Cette pièce évoque le personnage de Louis II de Bavière, que l'on surnomma le Roi fou. Aujourd'hui, le monde entier connaît, visite et admire les châteaux fantasques qu'il construisit.
Sa vie durant, cet être exceptionnel poursuivit un idéal de beauté et de noblesse, de pureté et d'esthétisme.
La pièce raconte un des fameux soupers de Louis II, qu'il passait seul, conversant avec lui-même. Le soir où commence la pièce, Louis II vient d'apprendre la mort de Wagner.
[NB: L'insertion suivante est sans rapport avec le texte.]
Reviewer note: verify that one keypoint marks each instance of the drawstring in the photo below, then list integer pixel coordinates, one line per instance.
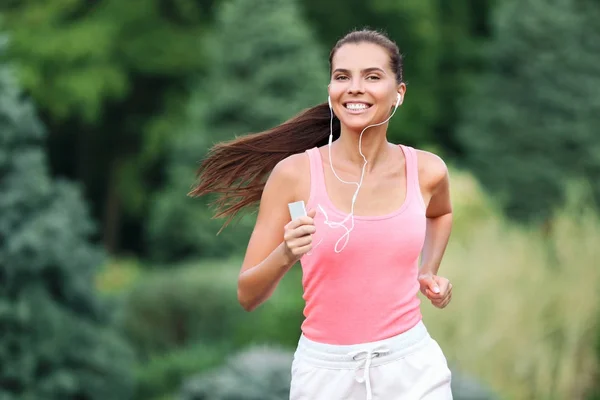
(367, 356)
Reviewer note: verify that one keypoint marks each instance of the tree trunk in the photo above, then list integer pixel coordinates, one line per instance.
(112, 210)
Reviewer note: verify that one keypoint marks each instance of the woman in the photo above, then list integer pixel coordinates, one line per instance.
(374, 207)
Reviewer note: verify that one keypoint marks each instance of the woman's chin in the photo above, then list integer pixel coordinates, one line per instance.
(357, 124)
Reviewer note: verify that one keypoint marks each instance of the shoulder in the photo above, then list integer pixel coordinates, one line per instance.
(291, 168)
(291, 171)
(432, 169)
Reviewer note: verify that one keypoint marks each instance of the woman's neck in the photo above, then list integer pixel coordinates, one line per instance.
(374, 146)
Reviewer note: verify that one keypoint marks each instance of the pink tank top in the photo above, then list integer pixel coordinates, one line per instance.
(368, 291)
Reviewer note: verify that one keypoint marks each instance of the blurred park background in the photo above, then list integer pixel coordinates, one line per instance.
(115, 286)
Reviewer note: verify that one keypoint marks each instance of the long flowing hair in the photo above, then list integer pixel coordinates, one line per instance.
(236, 170)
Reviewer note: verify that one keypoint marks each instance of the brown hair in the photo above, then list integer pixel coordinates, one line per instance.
(237, 170)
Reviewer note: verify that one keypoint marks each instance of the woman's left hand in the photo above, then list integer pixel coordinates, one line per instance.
(437, 289)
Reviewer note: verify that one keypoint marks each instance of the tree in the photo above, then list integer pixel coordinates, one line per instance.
(57, 341)
(261, 74)
(109, 78)
(530, 126)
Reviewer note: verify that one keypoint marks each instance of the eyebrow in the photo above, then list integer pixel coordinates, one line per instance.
(366, 70)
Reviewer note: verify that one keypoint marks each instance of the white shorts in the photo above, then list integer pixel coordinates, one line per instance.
(410, 366)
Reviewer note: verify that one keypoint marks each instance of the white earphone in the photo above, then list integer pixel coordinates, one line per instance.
(358, 184)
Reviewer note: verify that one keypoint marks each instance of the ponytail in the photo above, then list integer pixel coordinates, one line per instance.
(237, 170)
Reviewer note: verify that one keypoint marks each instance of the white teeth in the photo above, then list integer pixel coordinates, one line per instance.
(356, 106)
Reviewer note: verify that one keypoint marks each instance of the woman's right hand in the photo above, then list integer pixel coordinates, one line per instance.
(298, 236)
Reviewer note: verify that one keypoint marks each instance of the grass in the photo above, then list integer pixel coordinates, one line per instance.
(524, 315)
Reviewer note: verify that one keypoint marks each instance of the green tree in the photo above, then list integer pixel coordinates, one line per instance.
(261, 74)
(109, 79)
(57, 341)
(529, 127)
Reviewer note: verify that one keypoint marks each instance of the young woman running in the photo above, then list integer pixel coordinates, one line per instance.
(373, 208)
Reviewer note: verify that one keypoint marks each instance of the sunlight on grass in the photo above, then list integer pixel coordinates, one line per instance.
(524, 315)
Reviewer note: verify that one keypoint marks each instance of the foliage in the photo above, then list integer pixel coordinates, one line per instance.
(257, 373)
(529, 127)
(525, 319)
(57, 341)
(260, 75)
(169, 309)
(110, 80)
(163, 375)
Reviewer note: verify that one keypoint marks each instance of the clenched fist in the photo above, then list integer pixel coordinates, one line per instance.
(436, 288)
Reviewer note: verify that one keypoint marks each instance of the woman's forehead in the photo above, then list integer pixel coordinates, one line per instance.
(359, 56)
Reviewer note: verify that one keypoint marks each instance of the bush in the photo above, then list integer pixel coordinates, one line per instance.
(57, 340)
(175, 307)
(258, 373)
(163, 375)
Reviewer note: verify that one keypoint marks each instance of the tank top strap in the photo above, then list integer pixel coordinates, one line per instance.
(317, 177)
(412, 175)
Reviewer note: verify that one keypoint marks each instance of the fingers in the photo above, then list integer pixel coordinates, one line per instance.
(442, 301)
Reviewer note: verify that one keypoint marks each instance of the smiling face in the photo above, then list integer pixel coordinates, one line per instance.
(363, 87)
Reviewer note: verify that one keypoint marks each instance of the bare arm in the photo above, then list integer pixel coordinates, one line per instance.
(268, 257)
(439, 215)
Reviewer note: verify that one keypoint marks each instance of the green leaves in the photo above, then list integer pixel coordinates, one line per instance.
(57, 341)
(529, 127)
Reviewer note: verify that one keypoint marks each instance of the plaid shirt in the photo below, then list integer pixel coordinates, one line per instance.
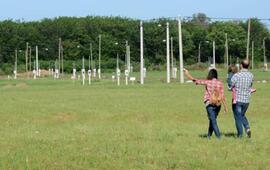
(210, 85)
(242, 82)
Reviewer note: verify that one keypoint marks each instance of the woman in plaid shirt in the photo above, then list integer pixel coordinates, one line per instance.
(211, 83)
Ruiné par le chagrin, il cherche réconfort auprès de son suivant, un jeune homme qu'il aime d'amour ; pendant cette nuit, il évoque la mémoire du génial compositeur, il parle de sa coupable homosexualité, part en quête du beau absolu et se moque de l'un de ses ministres qui fomente un coup d'État pour renverser le roi fou.
Finalement, le roi tue son ministre en l'étranglant dans un accès de fureur et de folie meurtrière.
Le spectateur retrouve ensuite Louis II à l'asile ; son infirmier est le jeune homme qu'il avait aimé dans la première partie de la pièce ; son médecin, enfin, est le ministre de la première partie. On se rend en fait compte que le souper a été imaginé par l'esprit malade du roi.
À la fin, Louis II meurt, noyé (meurtre, suicide, accident ?).
Une fois mort, Louis II retrouve la lune, sa maîtresse.
Et la pièce s'achève sur ces mots, prononcés par Louis II : « La lune… La lune… ».